SOMETHING VERY NASTY HAPPENED THIS AFTERNOON.
Instead of the food-barge, a messenger sailed over from Venice with a gift for Lord Stephen. A wooden box the size of a nosebag, tied up with ribbons of many colors.
When Lord Stephen opened his box, it was stuffed with rotten stinking fish guts, goggle-eyed and gaping-mouthed. Fish guts, fish tails, and a mess of bones.
Lord Stephen recoiled, and the messenger held out an octavo of parchment.
“Read it!” Lord Stephen snapped at me.
Grand Councillors of Venice to Lord Stephen de Holt and Milon de Provins on the Feast of Saint Andrew of Jerusalem
We sign and seal agreement with you. We make two hundred ships ready for Feast of Saint Peter and Saint Paul. We feast you with your squires.
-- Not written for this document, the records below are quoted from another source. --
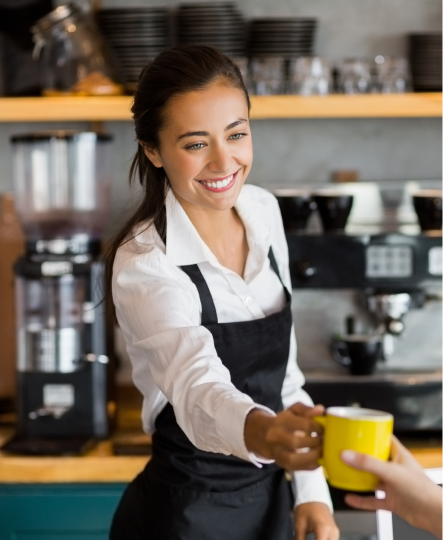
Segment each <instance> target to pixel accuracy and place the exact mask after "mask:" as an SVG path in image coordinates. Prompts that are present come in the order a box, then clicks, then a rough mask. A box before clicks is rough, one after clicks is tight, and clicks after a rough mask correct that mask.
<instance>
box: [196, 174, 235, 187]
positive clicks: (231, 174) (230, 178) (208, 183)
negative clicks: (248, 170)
mask: <svg viewBox="0 0 443 540" xmlns="http://www.w3.org/2000/svg"><path fill="white" fill-rule="evenodd" d="M233 179H234V175H233V174H231V176H228V177H227V178H225V179H224V180H217V182H203V181H202V180H200V184H203V185H204V186H208V187H213V188H217V189H220V188H222V187H226V186H228V185H229V184H230V183H231V182H232V180H233Z"/></svg>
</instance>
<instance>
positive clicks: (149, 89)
mask: <svg viewBox="0 0 443 540" xmlns="http://www.w3.org/2000/svg"><path fill="white" fill-rule="evenodd" d="M217 81H220V82H221V83H224V84H227V85H228V86H232V87H234V88H238V89H240V90H242V91H243V93H244V95H245V99H246V102H247V104H248V110H249V109H250V101H249V96H248V91H247V90H246V87H245V84H244V82H243V78H242V76H241V73H240V70H239V69H238V67H237V66H236V64H235V63H234V62H233V61H232V60H230V59H229V58H228V57H227V56H225V55H224V54H222V53H220V52H219V51H218V50H217V49H214V48H213V47H208V46H204V45H188V46H179V47H174V48H172V49H169V50H167V51H164V52H162V53H161V54H160V55H159V56H157V58H155V60H154V61H153V62H152V63H150V64H148V65H147V66H146V67H145V68H144V69H143V71H142V72H141V74H140V78H139V81H138V85H137V91H136V93H135V96H134V103H133V105H132V108H131V111H132V113H133V119H134V124H135V134H136V137H137V140H138V141H139V143H141V144H138V146H137V152H136V154H135V156H134V160H133V162H132V165H131V168H130V171H129V184H130V185H131V184H132V183H133V182H134V179H135V177H138V180H139V182H140V184H141V186H142V187H143V192H144V196H143V200H142V202H141V204H140V205H139V207H138V208H137V210H136V211H135V212H134V214H133V215H132V216H131V217H130V218H129V219H128V220H127V222H126V223H125V224H124V225H123V227H122V228H121V229H120V230H119V231H118V233H117V234H116V235H115V236H114V238H113V239H112V240H111V243H110V245H109V248H108V250H107V253H106V256H105V258H106V284H107V291H108V295H107V298H108V302H107V306H108V315H109V316H110V317H112V318H114V315H115V312H114V304H113V302H112V293H111V290H112V289H111V282H112V266H113V263H114V258H115V254H116V252H117V249H118V248H119V247H120V246H121V245H122V244H124V243H125V242H127V241H128V240H130V239H131V238H132V237H133V236H132V231H133V228H134V227H135V225H137V224H138V223H141V222H143V221H146V220H152V222H153V223H154V226H155V227H156V229H157V231H158V233H159V235H160V236H161V238H162V239H163V241H164V242H166V210H165V198H166V193H167V190H168V187H169V182H168V179H167V178H166V174H165V171H164V169H163V168H157V167H154V165H153V164H152V163H151V161H150V160H149V159H148V158H147V157H146V155H145V152H144V148H143V146H142V145H144V146H146V147H150V148H158V147H159V142H160V141H159V133H160V130H161V129H162V127H163V126H164V123H165V109H166V107H167V105H168V104H169V102H170V101H171V100H172V98H174V97H176V96H178V95H180V94H185V93H187V92H191V91H195V90H202V89H204V88H205V87H207V86H208V85H210V84H211V83H213V82H217Z"/></svg>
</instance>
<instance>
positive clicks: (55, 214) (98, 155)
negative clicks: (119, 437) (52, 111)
mask: <svg viewBox="0 0 443 540" xmlns="http://www.w3.org/2000/svg"><path fill="white" fill-rule="evenodd" d="M12 147H13V159H14V184H15V196H16V204H17V210H18V214H19V217H20V219H21V222H22V225H23V228H24V230H25V233H26V253H25V255H24V256H23V257H21V258H20V259H19V260H18V261H17V262H16V264H15V276H16V279H15V289H16V318H17V320H16V328H17V380H18V389H17V411H18V430H17V434H16V436H15V437H14V438H13V439H12V440H11V441H9V442H8V443H7V444H6V445H5V446H4V449H5V450H8V451H13V452H23V453H34V454H71V453H79V452H82V451H83V450H84V449H86V447H88V446H89V445H90V444H91V442H93V441H94V440H96V439H99V438H103V437H106V435H107V434H108V431H109V414H108V409H109V407H108V401H109V397H108V386H109V357H110V354H109V350H108V349H109V348H108V343H109V336H108V335H107V325H106V323H105V310H104V295H105V285H104V268H103V262H102V261H101V259H100V249H101V238H102V234H103V228H104V225H105V223H106V218H107V214H108V210H109V202H110V169H111V154H110V151H111V148H110V147H111V137H110V136H108V135H104V134H97V133H93V132H72V131H69V132H67V131H63V132H60V131H55V132H39V133H33V134H28V135H20V136H14V137H12Z"/></svg>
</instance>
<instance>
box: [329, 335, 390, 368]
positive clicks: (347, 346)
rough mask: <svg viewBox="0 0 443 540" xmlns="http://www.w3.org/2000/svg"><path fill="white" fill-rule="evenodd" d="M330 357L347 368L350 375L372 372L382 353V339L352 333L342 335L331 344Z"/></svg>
mask: <svg viewBox="0 0 443 540" xmlns="http://www.w3.org/2000/svg"><path fill="white" fill-rule="evenodd" d="M331 354H332V358H333V359H334V360H335V361H336V362H337V363H338V364H340V365H341V366H345V367H347V368H348V369H349V371H350V372H351V374H352V375H370V374H371V373H374V371H375V367H376V365H377V361H378V360H379V359H380V358H381V355H382V339H381V337H379V336H365V335H359V334H352V335H349V336H343V337H342V338H341V340H339V341H334V342H333V343H332V345H331Z"/></svg>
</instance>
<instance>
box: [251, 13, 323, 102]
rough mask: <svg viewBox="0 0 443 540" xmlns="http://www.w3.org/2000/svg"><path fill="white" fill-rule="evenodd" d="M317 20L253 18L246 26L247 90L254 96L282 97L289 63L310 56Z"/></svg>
mask: <svg viewBox="0 0 443 540" xmlns="http://www.w3.org/2000/svg"><path fill="white" fill-rule="evenodd" d="M316 27H317V20H316V19H313V18H298V17H285V18H261V19H253V20H252V21H251V23H250V26H249V46H248V55H249V57H250V58H251V65H250V70H251V84H250V90H251V92H252V93H254V94H259V95H260V94H283V93H285V91H286V87H287V77H288V69H289V62H290V61H294V60H295V59H296V58H299V57H305V56H312V55H313V52H314V51H313V49H314V37H315V29H316Z"/></svg>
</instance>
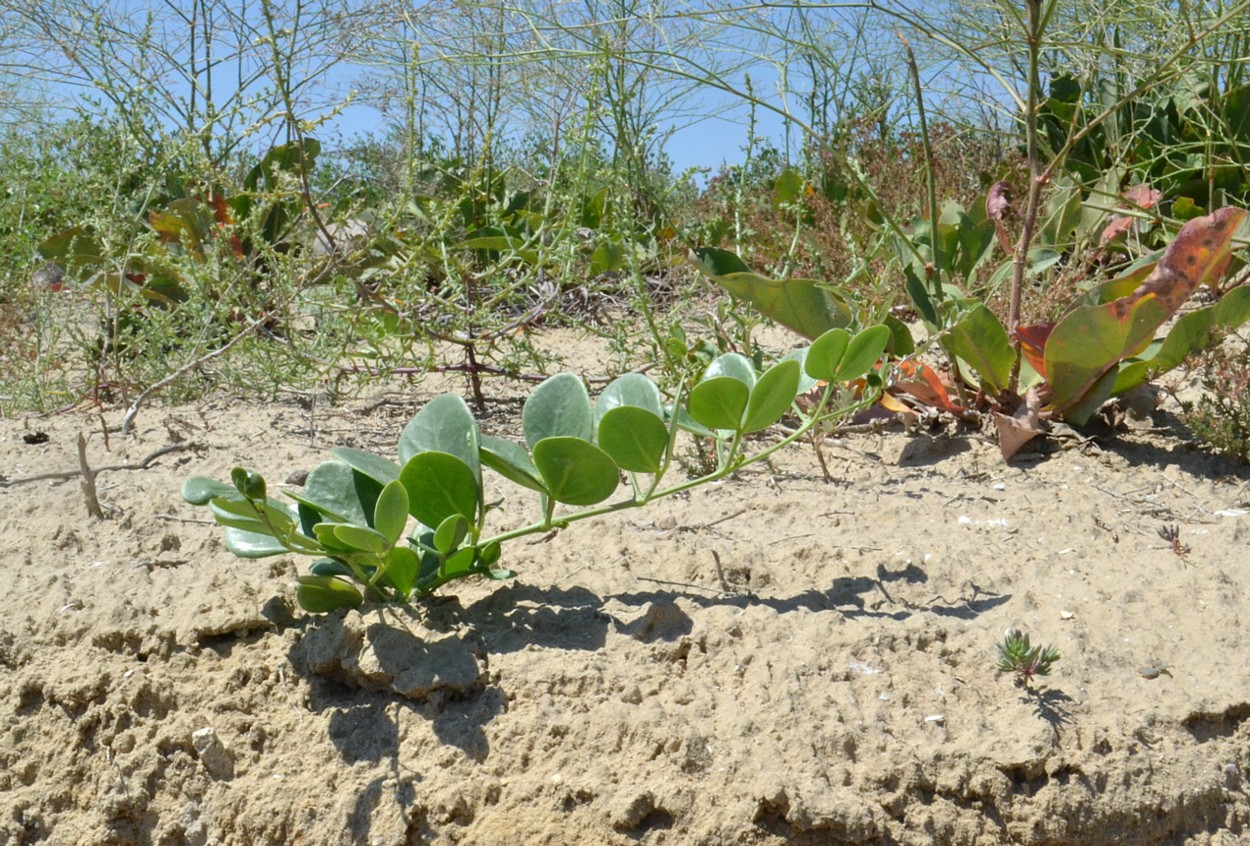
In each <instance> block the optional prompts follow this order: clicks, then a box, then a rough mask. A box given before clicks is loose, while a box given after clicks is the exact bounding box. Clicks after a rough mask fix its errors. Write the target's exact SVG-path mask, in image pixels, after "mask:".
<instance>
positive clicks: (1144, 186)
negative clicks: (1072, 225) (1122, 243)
mask: <svg viewBox="0 0 1250 846" xmlns="http://www.w3.org/2000/svg"><path fill="white" fill-rule="evenodd" d="M1120 196H1123V197H1124V199H1125V200H1128V201H1129V204H1130V205H1133V206H1135V207H1138V209H1141V210H1143V211H1144V210H1146V209H1153V207H1154V206H1156V205H1158V204H1159V200H1160V197H1163V191H1156V190H1155V189H1153V187H1150V186H1149V185H1145V184H1141V185H1134V186H1133V187H1130V189H1129V190H1128V191H1125V192H1124V194H1121V195H1120ZM1135 222H1136V217H1131V216H1128V215H1113V217H1111V222H1110V224H1108V227H1106V229H1104V230H1103V235H1101V237H1099V245H1100V246H1103V245H1106V244H1109V242H1110V241H1114V240H1115V239H1118V237H1120V236H1121V235H1124V234H1125V232H1128V231H1130V230H1131V229H1133V225H1134V224H1135Z"/></svg>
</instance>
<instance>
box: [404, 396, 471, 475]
mask: <svg viewBox="0 0 1250 846" xmlns="http://www.w3.org/2000/svg"><path fill="white" fill-rule="evenodd" d="M480 449H481V444H480V436H479V434H477V421H476V420H474V416H472V412H470V411H469V406H467V405H465V401H464V400H462V399H460V397H459V396H457V395H455V394H440V395H439V396H436V397H434V399H432V400H430V401H429V402H426V404H425V406H424V407H422V409H421V410H420V411H417V412H416V416H415V417H412V420H410V421H409V424H407V426H405V427H404V431H402V434H401V435H400V437H399V461H400V465H407V462H409V461H410V460H411V459H412V456H414V455H416V454H417V452H446V454H447V455H454V456H455V457H457V459H460V460H461V461H464V464H465V466H467V467H469V470H471V471H472V475H474V479H481V462H480V461H481V460H480Z"/></svg>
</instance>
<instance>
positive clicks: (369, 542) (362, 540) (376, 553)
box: [334, 524, 390, 554]
mask: <svg viewBox="0 0 1250 846" xmlns="http://www.w3.org/2000/svg"><path fill="white" fill-rule="evenodd" d="M334 536H335V537H337V539H339V540H340V541H342V542H344V544H346V545H347V546H350V547H351V549H354V550H361V551H364V552H375V554H381V552H385V551H386V550H387V549H390V544H389V542H387V541H386V536H385V535H382V534H381V532H380V531H377V530H376V529H370V527H369V526H352V525H351V524H339V525H337V526H335V527H334Z"/></svg>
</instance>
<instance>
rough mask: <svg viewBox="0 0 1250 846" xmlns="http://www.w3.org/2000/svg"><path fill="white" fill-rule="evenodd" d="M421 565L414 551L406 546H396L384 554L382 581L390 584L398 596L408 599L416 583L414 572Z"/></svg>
mask: <svg viewBox="0 0 1250 846" xmlns="http://www.w3.org/2000/svg"><path fill="white" fill-rule="evenodd" d="M420 567H421V560H420V557H417V555H416V551H414V550H412V549H410V547H407V546H396V547H394V549H392V550H391V551H390V552H387V554H386V572H385V574H384V575H382V581H386V582H387V584H390V586H391V587H394V589H395V590H396V591H397V592H399V595H400V596H402V597H404V599H407V597H409V595H410V594H411V592H412V585H414V584H416V574H417V571H419V570H420Z"/></svg>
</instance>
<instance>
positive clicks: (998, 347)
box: [944, 305, 1015, 395]
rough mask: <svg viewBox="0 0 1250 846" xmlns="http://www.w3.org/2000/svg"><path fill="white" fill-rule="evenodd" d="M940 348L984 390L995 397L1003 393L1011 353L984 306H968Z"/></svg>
mask: <svg viewBox="0 0 1250 846" xmlns="http://www.w3.org/2000/svg"><path fill="white" fill-rule="evenodd" d="M944 346H945V347H946V349H948V350H949V351H950V352H951V354H953V355H956V356H959V357H960V359H963V360H964V361H966V362H968V364H969V365H970V366H971V367H973V370H975V371H976V374H978V376H980V380H981V386H983V387H984V389H985V390H986V391H989V392H991V394H995V395H996V394H1001V392H1003V391H1005V390H1006V387H1008V384H1009V382H1010V381H1011V365H1013V364H1015V351H1014V350H1013V349H1011V340H1010V339H1009V337H1008V331H1006V330H1005V329H1003V324H1001V322H999V319H998V317H996V316H995V315H994V312H993V311H990V310H989V309H986V307H985V306H984V305H976V306H975V307H973V310H971V311H969V312H968V314H966V315H964V317H963V319H961V320H960V321H959V322H956V324H955V325H954V326H951V327H950V330H948V334H946V337H945V344H944Z"/></svg>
You? You sign and seal agreement with us. You promise pay us eighty-five thousand silver marks. More, you eat our food, you drink wine ale each day.
You are no good partners, we have no faith in you. Your words are worth fish heads!
Written on Rialto
BY FOUR GRAND COUNCILLORS
Lord Stephen clapped his hands. “Saddle Stupendous!” he told me. “I’m riding over to see Milon.”